Pros and cons for different Jena backends - SDB vs. TDB

BastianSpan · January 18, 2011, 11:00pm

I'm still using the old RDB backend in a project and want to upgrade now to either SDB or TDB.

Which one is better when the application is expecting to be mostly writing/reading/both ? Are transactions useful (SDB with underlying DB transactions) ? Which one is better considering scale/clustering ? ...

What are your experiences with these backends and which one does fit better for which type of situations/use cases ?

castagna · January 18, 2011, 11:00pm

If you have a write once (or not too often) read many times scenario, TDB is a better choice especially on 64 bit machines with a lot of RAM.

To avoid concurrency problems use a multiple reads XOR single writer locking system as explained here:

http://openjena.org/how-to/concurrency.html

If you need transactions and have a lot of updates from remote machines, SDB might be a better choice. But you have other options with TDB:

http://github.com/afs/TDB-BDB

IMHO, TDB is better considering scale/clustering.

See also:

(*) Experimental!

Have fun!

mhgrove · January 18, 2011, 11:00pm

TDB is a better bet than SDB, though both are slower than some of the other options out there like 4Store or many of the various Sesame implementations.

CommentBot · January 18, 2011, 11:00pm

The typical SDB use case is that you have an existing relational database system, and you wish to store RDF in it. In some institutions you may be required to use an sql store, or it may have advantages such as guaranteed managed backups, transactions.

Use TDB if you need a fast, persistent RDF store. It's easier to set up, and quicker than SDB.

I've used both extensively and they've both been fine. I usually reach for TDB because of the simplicity and speed.

BastianSpan · January 18, 2011, 11:00pm

Recently there was a thread on the jena-dev group about SDBs write performance and best practices for getting the best results.
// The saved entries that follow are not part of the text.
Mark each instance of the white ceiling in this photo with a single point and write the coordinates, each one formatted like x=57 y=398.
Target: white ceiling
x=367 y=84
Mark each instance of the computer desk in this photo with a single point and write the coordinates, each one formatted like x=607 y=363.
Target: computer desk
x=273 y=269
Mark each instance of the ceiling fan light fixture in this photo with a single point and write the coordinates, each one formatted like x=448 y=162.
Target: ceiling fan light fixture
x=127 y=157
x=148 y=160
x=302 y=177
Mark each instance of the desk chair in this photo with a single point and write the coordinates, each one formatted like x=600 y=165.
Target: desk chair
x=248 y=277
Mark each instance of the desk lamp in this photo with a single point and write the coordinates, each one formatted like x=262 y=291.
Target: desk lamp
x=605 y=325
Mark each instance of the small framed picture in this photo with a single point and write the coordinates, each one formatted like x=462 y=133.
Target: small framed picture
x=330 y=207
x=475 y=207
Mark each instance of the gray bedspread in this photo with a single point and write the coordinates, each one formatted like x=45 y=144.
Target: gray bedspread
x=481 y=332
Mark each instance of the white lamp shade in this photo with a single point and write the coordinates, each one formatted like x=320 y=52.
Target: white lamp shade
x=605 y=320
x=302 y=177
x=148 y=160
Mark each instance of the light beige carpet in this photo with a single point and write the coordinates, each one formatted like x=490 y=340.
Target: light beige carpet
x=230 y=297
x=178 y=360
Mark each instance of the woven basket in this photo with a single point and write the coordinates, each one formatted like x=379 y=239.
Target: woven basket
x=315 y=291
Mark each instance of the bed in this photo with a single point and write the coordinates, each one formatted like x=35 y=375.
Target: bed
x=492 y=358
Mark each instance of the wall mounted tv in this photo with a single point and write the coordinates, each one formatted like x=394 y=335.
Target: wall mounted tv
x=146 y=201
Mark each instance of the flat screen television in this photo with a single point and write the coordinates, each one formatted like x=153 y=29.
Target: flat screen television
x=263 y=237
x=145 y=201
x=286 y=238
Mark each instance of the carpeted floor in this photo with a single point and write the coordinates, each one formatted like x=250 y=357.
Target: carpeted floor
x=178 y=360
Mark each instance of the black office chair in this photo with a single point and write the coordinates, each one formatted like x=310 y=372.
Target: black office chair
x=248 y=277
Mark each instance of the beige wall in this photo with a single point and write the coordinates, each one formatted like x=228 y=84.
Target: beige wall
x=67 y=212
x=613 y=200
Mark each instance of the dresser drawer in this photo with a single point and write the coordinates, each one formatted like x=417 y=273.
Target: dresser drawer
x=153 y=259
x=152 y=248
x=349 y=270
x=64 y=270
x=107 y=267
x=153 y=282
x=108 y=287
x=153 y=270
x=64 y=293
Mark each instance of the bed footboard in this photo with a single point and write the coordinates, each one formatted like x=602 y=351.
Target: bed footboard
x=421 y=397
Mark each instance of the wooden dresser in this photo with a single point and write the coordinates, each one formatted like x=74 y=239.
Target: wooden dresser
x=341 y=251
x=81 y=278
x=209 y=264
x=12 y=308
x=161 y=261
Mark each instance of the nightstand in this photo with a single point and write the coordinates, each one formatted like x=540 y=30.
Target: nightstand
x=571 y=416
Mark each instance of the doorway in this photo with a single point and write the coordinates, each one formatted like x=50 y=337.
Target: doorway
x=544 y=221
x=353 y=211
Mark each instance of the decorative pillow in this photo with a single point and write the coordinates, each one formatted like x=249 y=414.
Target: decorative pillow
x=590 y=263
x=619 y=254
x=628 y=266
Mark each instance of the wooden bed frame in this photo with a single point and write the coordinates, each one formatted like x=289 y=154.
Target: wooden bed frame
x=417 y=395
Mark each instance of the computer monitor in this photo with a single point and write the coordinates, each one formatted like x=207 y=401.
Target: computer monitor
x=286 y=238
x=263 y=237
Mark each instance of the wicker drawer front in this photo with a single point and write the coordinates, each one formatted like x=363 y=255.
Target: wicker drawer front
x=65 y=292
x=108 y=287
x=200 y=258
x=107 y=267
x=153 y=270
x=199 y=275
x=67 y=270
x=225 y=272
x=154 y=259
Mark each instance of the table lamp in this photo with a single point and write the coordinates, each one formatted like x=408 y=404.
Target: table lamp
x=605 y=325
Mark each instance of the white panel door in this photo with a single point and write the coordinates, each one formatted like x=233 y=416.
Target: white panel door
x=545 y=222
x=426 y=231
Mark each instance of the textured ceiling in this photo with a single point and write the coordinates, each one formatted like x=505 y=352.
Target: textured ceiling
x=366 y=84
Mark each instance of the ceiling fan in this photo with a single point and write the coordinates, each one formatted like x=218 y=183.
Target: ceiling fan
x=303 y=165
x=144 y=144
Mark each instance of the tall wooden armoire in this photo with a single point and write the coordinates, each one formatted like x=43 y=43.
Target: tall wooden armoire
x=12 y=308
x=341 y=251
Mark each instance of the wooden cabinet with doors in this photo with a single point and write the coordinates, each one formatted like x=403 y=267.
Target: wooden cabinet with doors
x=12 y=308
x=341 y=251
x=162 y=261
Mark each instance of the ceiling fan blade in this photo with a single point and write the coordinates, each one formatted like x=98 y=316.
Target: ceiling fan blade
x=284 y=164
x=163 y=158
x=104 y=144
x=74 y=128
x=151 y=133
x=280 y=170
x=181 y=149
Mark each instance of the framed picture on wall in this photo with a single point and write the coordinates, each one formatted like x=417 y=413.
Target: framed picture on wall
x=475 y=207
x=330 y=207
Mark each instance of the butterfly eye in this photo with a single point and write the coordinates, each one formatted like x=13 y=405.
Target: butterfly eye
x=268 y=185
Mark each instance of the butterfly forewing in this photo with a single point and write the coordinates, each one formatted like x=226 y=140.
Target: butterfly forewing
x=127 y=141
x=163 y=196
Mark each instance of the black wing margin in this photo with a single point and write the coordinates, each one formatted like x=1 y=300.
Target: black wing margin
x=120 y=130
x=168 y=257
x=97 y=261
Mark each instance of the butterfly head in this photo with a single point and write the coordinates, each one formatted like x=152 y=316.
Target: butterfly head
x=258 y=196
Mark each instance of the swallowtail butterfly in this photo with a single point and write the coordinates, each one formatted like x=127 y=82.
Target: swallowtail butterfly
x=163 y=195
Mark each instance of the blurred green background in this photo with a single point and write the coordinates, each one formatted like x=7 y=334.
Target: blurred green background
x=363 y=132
Due to some useful informations and insights there, I thought I add the link here: http://tech.groups.yahoo.com/group/jena-dev/message/44329 (that's the summary post, but the rest of the thread can be explored from there)

harschware · January 18, 2011, 11:00pm

The Berlin SPARQL benchmark includes some fairly rigorous performance metrics and the results are published for TDB and SDB (as well as Virtuoso and Sesame among others)